California Makes All COVID Data Public to Be More Transparent, Source Untapped Potential of It’s Citizens


Photo Illustration by Rafael Henrique


California just announced that it would begin to share all of it’s COVID-19 data with the public as a way to increase transparency around their decision-making processes.

Governor Gavin Newsom made the announcement in his daily California COVID-19 Update where he said that all the data that public health officials have been using to inform decisions like shelter-in-place orders, mask requirements, and economic phased reopenings, will be available to all. Newsom said that this is not only a move to increase transparency but also a call on citizens to openly question the data, verify the numbers, and also tap into those who have the skills to make a difference.

“Now we’re opening up it all of you. We’re opening it up to mathematicians, we’re opening it up to people who are experts in AI, opening it up to our researchers and scientists, and our Nobel laureates, our partners across the spectrum, including citizen that have an expertise that has not been tapped, that haven’t been asked or haven’t availed themselves to the opportunity to engage,” said Newsom.

The website, calcat.covid19.ca.gov, breaks down their data into three categories:

  • Nowcast “How fast is COVID-19 spreading right now?”
  • Forecast “What can we expect in the next 2-4 weeks?”
  • Scenariors “What are the long-term impacts under different scenarios?”

Each of these subsets of data provide several sources, including a running average of the sources, for each major metric and each county individually. California’s data on the present, future, and the far future of COVID cases is available for download as well and even has an open source resource for programers and other technical fields.

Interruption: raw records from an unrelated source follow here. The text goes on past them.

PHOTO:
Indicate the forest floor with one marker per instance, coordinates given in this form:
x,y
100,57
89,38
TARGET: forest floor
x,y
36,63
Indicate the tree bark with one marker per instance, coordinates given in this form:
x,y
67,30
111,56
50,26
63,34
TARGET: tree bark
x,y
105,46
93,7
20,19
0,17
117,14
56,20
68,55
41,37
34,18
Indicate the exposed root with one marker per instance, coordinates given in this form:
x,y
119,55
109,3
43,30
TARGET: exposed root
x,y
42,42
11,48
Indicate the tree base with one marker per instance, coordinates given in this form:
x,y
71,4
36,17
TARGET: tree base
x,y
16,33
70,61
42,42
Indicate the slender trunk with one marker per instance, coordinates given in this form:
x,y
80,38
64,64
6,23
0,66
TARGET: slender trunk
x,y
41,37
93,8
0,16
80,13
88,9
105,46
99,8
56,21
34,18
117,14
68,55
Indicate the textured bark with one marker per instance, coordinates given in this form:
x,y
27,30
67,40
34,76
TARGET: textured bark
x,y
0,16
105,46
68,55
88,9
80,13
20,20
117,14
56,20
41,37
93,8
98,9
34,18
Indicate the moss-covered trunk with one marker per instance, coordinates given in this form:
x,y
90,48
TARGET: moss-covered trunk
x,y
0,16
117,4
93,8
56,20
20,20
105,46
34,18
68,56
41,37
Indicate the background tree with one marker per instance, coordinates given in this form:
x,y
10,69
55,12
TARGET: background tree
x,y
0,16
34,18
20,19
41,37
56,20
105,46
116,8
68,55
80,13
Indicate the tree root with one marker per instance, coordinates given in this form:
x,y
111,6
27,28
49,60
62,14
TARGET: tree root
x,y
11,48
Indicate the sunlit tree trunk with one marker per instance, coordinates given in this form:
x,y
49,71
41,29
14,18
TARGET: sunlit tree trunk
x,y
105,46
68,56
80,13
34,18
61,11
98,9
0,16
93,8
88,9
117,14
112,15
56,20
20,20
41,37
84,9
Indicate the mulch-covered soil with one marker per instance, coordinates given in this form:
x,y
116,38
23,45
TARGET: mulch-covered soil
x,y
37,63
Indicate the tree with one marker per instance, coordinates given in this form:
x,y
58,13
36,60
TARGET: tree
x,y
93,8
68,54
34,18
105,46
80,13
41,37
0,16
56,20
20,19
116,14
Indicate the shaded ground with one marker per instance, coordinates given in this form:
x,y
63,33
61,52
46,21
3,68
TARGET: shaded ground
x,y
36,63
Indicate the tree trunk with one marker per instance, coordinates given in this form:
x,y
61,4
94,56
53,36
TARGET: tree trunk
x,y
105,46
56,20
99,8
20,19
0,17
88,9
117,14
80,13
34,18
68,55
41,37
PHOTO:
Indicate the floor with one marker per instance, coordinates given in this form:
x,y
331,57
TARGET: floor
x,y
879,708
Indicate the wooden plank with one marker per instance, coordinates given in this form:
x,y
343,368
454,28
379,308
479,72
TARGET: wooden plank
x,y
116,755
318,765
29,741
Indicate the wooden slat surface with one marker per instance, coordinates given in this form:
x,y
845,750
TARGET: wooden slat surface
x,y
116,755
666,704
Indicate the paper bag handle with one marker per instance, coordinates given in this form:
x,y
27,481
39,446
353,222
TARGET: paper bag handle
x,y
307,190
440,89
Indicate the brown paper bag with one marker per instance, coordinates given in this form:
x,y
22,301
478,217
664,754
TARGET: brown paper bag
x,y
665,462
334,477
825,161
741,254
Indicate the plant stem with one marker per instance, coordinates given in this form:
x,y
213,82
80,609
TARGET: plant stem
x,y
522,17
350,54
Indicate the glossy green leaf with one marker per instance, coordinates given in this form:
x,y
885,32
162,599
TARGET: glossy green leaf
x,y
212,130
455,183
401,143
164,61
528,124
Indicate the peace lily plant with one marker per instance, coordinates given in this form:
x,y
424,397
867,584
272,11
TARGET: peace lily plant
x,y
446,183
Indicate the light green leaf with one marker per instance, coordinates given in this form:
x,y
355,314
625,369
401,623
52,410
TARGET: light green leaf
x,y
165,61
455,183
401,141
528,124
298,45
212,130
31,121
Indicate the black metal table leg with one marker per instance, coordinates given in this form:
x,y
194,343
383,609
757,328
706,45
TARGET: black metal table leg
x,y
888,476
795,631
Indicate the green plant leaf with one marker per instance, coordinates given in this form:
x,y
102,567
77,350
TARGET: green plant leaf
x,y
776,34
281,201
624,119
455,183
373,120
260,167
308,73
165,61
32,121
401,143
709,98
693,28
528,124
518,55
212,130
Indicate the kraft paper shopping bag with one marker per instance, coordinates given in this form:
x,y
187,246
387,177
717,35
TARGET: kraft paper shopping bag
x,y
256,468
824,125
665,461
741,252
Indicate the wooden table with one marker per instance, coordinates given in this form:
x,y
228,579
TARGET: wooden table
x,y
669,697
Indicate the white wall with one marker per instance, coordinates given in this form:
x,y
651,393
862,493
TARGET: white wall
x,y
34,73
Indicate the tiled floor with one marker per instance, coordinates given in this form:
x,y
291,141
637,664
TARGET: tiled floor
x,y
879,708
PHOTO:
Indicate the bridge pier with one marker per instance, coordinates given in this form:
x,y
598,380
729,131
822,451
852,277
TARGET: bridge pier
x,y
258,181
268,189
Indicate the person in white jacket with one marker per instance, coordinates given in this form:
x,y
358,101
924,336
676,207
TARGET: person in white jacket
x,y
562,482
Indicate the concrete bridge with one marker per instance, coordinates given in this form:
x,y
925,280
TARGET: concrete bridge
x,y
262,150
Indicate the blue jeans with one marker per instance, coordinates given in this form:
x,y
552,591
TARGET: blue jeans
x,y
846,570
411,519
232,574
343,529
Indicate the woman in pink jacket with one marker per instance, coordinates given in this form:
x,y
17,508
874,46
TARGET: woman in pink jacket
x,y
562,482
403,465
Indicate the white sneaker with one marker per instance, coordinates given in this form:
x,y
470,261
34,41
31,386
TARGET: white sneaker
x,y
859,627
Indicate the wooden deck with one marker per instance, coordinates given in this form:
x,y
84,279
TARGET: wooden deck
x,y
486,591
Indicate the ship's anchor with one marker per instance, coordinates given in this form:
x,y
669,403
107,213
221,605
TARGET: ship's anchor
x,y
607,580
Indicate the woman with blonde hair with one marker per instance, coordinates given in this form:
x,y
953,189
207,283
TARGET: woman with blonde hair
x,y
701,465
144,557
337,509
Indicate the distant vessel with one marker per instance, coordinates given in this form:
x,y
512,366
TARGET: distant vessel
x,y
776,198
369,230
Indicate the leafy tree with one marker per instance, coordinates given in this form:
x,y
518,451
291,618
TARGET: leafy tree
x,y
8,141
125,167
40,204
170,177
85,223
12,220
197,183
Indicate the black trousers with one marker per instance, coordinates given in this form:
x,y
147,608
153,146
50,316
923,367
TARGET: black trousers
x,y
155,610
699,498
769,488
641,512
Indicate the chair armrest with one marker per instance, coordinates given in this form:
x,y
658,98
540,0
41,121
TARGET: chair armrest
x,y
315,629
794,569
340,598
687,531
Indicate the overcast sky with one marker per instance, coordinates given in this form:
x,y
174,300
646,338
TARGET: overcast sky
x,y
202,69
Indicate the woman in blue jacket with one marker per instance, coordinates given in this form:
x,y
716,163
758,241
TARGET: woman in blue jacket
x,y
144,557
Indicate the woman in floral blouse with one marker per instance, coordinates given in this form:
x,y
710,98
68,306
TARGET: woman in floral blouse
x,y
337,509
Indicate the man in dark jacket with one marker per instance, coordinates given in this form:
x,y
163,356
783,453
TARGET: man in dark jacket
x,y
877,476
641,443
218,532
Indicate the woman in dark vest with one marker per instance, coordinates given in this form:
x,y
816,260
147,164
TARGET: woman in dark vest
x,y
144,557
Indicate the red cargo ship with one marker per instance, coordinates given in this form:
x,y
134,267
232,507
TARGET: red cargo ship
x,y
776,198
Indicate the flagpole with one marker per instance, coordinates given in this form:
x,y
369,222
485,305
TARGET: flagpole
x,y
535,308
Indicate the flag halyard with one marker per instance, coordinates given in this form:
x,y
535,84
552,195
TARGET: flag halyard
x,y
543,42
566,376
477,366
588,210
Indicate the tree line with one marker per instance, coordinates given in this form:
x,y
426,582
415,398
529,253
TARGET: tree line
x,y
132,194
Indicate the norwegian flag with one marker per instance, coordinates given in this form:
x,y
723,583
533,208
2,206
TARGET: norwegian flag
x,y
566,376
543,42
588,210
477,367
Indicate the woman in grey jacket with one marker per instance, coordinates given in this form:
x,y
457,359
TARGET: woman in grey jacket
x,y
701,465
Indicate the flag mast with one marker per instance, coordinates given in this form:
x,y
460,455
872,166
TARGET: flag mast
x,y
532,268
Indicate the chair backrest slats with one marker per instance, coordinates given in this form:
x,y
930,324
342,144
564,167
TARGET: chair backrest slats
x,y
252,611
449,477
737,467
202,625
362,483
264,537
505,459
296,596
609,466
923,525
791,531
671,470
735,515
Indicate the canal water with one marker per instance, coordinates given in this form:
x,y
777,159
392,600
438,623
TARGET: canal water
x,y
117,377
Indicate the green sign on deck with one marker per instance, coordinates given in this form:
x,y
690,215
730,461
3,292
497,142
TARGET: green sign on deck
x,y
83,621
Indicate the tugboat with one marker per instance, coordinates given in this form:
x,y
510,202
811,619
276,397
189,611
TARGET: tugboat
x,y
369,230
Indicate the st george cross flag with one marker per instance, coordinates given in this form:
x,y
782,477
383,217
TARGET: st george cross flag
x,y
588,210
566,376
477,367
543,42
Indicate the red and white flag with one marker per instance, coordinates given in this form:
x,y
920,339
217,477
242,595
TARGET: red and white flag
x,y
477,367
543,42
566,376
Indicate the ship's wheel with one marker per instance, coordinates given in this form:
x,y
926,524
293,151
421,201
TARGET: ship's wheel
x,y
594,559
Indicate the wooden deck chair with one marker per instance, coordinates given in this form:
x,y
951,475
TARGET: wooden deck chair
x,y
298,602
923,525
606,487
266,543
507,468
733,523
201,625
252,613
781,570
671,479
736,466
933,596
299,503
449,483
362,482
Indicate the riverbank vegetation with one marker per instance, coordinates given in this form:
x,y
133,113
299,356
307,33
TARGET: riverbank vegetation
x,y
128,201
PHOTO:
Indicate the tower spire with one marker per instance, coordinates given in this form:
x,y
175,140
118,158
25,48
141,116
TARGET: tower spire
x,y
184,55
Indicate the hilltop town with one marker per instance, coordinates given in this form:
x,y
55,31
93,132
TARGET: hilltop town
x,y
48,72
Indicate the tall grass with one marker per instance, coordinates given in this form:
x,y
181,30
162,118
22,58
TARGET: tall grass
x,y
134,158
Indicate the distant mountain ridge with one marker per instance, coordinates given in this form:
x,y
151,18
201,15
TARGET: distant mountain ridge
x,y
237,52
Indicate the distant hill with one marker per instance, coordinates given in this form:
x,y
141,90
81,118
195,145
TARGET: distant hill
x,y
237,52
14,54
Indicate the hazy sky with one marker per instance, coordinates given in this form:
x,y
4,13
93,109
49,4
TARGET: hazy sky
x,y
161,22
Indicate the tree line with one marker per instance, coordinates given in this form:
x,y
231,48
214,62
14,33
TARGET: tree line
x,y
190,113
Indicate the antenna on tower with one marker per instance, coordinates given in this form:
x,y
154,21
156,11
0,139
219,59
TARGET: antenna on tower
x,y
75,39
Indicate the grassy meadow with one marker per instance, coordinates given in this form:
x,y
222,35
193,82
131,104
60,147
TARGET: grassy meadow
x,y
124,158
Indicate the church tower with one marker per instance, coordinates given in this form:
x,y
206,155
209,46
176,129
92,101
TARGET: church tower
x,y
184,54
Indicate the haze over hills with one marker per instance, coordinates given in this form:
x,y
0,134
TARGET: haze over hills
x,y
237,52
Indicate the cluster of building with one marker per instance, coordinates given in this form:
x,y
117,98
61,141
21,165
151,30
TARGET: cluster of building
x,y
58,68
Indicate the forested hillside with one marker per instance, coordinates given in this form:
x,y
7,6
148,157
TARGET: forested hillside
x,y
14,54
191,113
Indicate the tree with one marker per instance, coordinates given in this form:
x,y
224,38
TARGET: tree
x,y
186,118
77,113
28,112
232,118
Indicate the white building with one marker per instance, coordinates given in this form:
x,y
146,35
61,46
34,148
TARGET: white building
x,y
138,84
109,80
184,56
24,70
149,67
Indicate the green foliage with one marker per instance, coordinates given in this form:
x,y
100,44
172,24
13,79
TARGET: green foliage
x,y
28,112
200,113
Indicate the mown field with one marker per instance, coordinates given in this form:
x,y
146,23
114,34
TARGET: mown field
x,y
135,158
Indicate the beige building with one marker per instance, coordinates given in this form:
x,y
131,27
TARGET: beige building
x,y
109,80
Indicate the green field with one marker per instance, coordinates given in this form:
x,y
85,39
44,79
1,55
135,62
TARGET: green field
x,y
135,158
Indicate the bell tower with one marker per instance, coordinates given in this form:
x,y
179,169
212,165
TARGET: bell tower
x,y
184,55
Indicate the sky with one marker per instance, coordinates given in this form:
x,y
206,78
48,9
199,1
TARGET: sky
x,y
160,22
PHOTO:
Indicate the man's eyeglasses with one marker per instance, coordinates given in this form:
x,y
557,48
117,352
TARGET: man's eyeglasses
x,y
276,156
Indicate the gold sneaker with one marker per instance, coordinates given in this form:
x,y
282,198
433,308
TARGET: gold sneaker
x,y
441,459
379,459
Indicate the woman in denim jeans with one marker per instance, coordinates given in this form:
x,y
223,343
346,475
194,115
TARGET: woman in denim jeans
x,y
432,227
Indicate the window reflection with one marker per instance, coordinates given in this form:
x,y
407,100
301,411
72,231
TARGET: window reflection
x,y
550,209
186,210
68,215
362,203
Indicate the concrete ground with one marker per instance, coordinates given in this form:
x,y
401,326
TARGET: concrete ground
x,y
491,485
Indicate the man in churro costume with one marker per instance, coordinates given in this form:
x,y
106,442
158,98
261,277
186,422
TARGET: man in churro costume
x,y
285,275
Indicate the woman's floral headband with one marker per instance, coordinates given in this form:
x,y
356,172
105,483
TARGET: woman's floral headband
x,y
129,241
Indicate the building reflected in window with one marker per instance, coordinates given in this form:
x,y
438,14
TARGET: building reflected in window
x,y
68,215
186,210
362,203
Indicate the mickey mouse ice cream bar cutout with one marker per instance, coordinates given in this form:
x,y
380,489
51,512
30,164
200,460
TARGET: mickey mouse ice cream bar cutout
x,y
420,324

Many of the graphs on the website frame the efficiency of the virus as R-effective, or R0, which describes if R>1, the number of infected persons will increase. If R<1, the number of infected persons will decrease. At R=1, the number of infected persons remains constant.

“What we really want to see is a situation where that R-effective goes down below 1. And each bit above one 1.1, 1.2, ends up growing our cases in quite dramatic levels. That’s when you see often those graphs that show the steep, almost hockey-stick like arc up,” said Dr Ghaly, the Secretary of the California Health and Human Services.

This move also comes as medical and scientific communities have been called into question regarding the severity of the COVID-19 pandemic. The Governor wanted to use this as an opportunity to stand behind our medical communities and top scientist.

“We want to backup the health professionals because this is the data they use to guide their decision making. Often that decision making is questioned by pundits, some for good reason, some for more mischievous reasons, more of an ideological argument or frame. We want to put all of this out there. We wanted it tested and we want it challenged.”

The Governor wanted to encourage those with inquisitive minds get their hands on the raw data themselves but also to reaffirm what we already knew – the data is real and it is factual.

Currently the state is looking at hospitalization, ICU, and PPE availability numbers the closest when making it’s decisions. Recently the state has seen a 32% increase of hospitalization rates in the state and an overall positivity jump from 5.1% to 5.6% in just the past week. Numbers that could quickly see reopening efforts squashed.